# pinless blade adapters for draper scrollsaw



## IHc1vtr+ (1 Dec 2014)

Looking for a pair of these, does anyone know of a supplier please?


----------



## martinka (1 Dec 2014)

Axminster


----------



## DiscoStu (1 Dec 2014)

I bought some on Friday about £2.50 for each end. Also from Axminster.


----------



## Claymore (1 Dec 2014)

I was quoted £17.00 including postage for a pair of blade clamps to fit my Axminster AWFS18.... i looked at the Hegner equivalent which looked pretty similar to mine (with a sharp V shape) but they had different sizes for different blade thicknesses? does that mean you need a few sets for your Hegners if you want to use different blades like No7 down to No3's etc?
Hope this makes sense  
Brian


----------



## IHc1vtr+ (1 Dec 2014)

DiscoStu":2f641cv7 said:


> I bought some on Friday about £2.50 for each end. Also from Axminster.

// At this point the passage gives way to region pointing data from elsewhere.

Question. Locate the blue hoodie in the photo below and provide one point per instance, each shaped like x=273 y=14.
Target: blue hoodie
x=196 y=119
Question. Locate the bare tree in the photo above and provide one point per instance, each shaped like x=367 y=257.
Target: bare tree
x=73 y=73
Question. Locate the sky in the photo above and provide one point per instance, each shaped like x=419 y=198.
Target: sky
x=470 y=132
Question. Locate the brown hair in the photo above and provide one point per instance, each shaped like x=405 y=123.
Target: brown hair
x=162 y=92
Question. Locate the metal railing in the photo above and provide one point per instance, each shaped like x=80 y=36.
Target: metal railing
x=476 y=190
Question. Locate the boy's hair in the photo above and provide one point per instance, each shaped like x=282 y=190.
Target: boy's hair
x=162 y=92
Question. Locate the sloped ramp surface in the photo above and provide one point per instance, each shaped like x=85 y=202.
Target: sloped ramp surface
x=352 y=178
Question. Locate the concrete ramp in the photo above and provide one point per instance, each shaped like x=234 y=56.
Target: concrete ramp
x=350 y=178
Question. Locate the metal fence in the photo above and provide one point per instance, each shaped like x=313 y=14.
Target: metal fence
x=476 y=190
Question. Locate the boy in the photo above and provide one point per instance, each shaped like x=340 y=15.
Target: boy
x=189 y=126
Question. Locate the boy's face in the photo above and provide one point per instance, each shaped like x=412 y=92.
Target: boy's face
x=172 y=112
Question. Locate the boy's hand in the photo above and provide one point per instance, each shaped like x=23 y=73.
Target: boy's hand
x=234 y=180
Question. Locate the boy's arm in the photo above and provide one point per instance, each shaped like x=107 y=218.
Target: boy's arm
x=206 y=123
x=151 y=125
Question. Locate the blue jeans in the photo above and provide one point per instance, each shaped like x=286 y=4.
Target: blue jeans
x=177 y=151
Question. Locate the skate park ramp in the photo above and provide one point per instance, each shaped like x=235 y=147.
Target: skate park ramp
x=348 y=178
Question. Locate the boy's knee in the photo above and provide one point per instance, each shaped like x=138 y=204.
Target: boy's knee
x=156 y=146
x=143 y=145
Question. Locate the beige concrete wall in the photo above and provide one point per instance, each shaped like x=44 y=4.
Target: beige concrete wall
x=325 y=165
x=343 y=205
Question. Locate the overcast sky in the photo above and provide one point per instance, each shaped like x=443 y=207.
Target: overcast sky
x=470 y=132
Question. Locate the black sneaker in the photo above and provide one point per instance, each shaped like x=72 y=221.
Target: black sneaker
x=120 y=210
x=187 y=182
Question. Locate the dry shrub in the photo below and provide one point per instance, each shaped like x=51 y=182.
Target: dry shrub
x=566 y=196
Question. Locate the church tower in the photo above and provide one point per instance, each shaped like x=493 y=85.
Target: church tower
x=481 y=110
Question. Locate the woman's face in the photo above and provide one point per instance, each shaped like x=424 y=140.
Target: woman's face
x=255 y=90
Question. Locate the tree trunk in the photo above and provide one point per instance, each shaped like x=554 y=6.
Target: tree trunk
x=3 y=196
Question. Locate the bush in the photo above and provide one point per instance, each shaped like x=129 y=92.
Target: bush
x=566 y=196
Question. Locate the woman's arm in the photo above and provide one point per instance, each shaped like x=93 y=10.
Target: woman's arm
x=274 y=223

Thanks for your replies, Discostu......does your scroll saw have holders like these??

http://www.axminster.co.uk/axminster-ho ... scroll-saw


----------



## martinka (1 Dec 2014)

IHc1vtr+":y6y526xu said:


> DiscoStu":y6y526xu said:
> 
> 
> > I bought some on Friday about £2.50 for each end. Also from Axminster.
> ...



In case you are wondering, you have to remove all the Draper holder and replace with the Axminster one. It's just one bolt to remove and replace with the new clamp.

Brian, I think the Hegner is supplied with 0.7mm clamps which will work for most use. The 1mm clamp is for #9 blades and up. The 0.5mm is better for #3 and below, but the 0.7mm works OK. I had a couple of each 0.5 and 0.7 but lost one and now I have no idea which size clamp I am using at any one time. If I remember correctly, a #7 blade easily fits in the 0.5mm clamp. I have the thickness of the FD blades written down somewhere, but no doubt the Olson and Pegas etc are different thicknesses.

edit: If you have the quick clamp for the top, you only need one of each size for the bottom as the quick clamp fits all.


----------



## IHc1vtr+ (2 Dec 2014)

Thanks Martinka, all becomes clear..


----------